Dear Readers,

Seen on a sign: Prayer is not a “spare wheel” that you pull out when in trouble, but it is a “steering wheel” that directs the right path throughout.

Every week from Passover until Shavuot, as well as throughout the summer months, we learn a chapter from Pirkei Avot (“Ethics of Our Fathers”).

In one of the passages in this week’s chapter, Rabbi Shimon states: “When you pray, do not make your prayer a routine act, but an entreaty for mercy and supplication before the Omnipresent, as it says, ‘For He is gracious and compassionate … ’; and do not judge yourself to be a wicked person.” (Avot 2:13)

What does making our prayer a “routine act” mean when there are set times and words for our prayers? And what is the connection to viewing ourselves as wicked?

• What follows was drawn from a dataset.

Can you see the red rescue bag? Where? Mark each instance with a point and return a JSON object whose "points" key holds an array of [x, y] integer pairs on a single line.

The word for “routine” in Hebrew is keva, which connotes something burdensome and obligatory that we wish to get rid of or be done with. It also means something established and routine. Prayer should not be about getting through a necessary recital of specific words. Prayer is a gift at any time of day or night. It is our opportunity to communicate personally, expressing our innermost feelings to G‑d. Prayer, “the service of the heart,” is communicating with G‑d, sharing our heartfelt thoughts, our problems, burdens, dreams and desires.

Moreover, we shouldn’t view our prayers as limited words that we recite to elicit a prescribed response from G‑d. To the contrary, this is our chance to forge an infinite connection with G‑d, irrespective of our merits or worthiness.

The Midrash explains that G‑d showed Moses many Divine storehouses of rewards; one for those who do good deeds, another for those who study Torah and so on for the rewards of various mitzvot. G‑d then showed him the largest storehouse.

Moses asked, “For whom is this storehouse?”

G‑d replied, “This storehouse is for those who lack merit; it is what is given for free.”

When we acknowledge that no matter how much good we can do in our lives, it is insignificant compared to all that G‑d gives us, that’s when we can receive from this storehouse. This is the largest storehouse—the one not limited by what we deserve, but is simply given to us out of G‑d’s absolute kindness and compassion (Avnei Nezer).

And yet, at the same time, even while we feel unworthy before all of G‑d’s goodness, and we ask G‑d simply to give us due to His benevolence, we are not meant to view ourselves as wicked.

Our behavior is influenced by our self-image. Think you can and you will; think you are unable or unworthy, and you will be hopelessly trapped. Consider yourself wicked, and you will never struggle to reach higher. But view yourself as a soul, an actual part of G‑d, and you will strive to realize your infinite potential.

Especially now, as rockets rain down on Israel and bullets were sprayed in Poway, wishing us all a week of heartfelt prayers and infinite kindness!